In the 17th century, the village of Byaroza belonged to the Sapieha, a powerful magnate family in the Polish–Lithuanian Commonwealth, who founded a fortified monastery and a palace in the village. In 1648, the monastery was presented to the Carthusian monks who came from the Italian town of Treviso and settled in the monastery.

The cornerstone of the monastery was laid in 1648 by the monastery's founder, Kazimierz Leon Sapieha, in the presence of bishop Andrej Hiembinski and the nuncio of Rome, Jan de Torres. Historians state that the monastery's architect was Giovanni Battista Gisleni, who worked for 40 years in the eastern Commonwealth (now Belarus). Kazimierz Leon Sapieha, the son of the Commonwealth magnate Lew Sapieha and member of the powerful Sapieha family, was the main sponsor of the project.

The monastery was to be built on the place where a wooden cross was found in the forest. Therefore, the monastery was also named after the Holy Cross.
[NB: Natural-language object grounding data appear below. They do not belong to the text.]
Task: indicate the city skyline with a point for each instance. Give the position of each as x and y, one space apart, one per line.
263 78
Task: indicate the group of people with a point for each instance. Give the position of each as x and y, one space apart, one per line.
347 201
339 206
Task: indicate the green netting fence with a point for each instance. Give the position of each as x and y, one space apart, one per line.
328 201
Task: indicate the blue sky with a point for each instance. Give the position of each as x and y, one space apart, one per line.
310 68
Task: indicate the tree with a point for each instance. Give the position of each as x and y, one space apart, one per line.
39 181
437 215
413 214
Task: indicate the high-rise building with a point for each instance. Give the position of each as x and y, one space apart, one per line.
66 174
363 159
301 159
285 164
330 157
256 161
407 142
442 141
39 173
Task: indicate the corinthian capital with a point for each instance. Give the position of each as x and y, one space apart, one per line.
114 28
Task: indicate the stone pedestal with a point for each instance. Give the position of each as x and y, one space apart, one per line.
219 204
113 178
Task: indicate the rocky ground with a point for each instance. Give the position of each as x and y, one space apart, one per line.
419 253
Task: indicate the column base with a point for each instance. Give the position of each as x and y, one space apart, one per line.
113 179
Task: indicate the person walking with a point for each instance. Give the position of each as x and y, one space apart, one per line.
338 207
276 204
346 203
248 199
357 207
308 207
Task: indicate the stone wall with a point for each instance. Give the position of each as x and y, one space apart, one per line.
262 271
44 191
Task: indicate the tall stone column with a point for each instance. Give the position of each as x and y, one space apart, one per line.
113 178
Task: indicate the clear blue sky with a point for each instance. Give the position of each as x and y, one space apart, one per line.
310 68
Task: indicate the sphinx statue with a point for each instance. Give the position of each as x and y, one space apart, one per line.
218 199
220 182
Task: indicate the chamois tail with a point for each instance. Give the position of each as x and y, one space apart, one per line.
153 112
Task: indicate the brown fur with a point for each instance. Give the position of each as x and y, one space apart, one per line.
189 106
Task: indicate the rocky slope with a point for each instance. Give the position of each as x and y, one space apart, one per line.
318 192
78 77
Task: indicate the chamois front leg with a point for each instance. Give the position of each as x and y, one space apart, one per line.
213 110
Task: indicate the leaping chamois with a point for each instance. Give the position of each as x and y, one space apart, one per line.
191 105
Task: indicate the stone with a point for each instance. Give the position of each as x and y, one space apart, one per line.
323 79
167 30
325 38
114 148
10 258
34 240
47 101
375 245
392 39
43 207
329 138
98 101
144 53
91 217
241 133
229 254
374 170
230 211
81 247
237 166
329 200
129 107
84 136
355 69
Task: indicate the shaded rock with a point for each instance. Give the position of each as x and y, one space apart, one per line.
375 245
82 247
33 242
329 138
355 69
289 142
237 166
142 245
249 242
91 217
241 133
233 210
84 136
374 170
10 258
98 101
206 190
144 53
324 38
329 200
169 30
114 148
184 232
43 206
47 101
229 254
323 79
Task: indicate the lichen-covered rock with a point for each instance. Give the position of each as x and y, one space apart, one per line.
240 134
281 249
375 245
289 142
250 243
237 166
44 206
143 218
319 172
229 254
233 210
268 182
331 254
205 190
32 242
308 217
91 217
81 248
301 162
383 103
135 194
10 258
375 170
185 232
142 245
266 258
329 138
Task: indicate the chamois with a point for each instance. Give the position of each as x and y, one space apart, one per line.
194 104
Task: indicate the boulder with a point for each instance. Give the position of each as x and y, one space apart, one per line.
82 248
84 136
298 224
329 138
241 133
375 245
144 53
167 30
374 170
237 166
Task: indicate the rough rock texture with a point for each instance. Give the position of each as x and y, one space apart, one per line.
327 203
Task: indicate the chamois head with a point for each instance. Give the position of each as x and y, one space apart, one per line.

The monastery was consecrated in 1666, but work on construction of the church continued until the 18th century. As a result, it became one of the most beautiful among the monastery churches of the Rhine province of the eastern Commonwealth (now Belarus).

The charterhouse was also expanded and became one of the biggest monasteries in the Polish–Lithuanian Commonwealth. The monastic order (the Carthusians) gave their name to the second part of the village's (which grew into a town) name (in Belarusian, the Бяроза-Картуская, Biaroza Kartuskaja, in Polish the Bereza Kartuska).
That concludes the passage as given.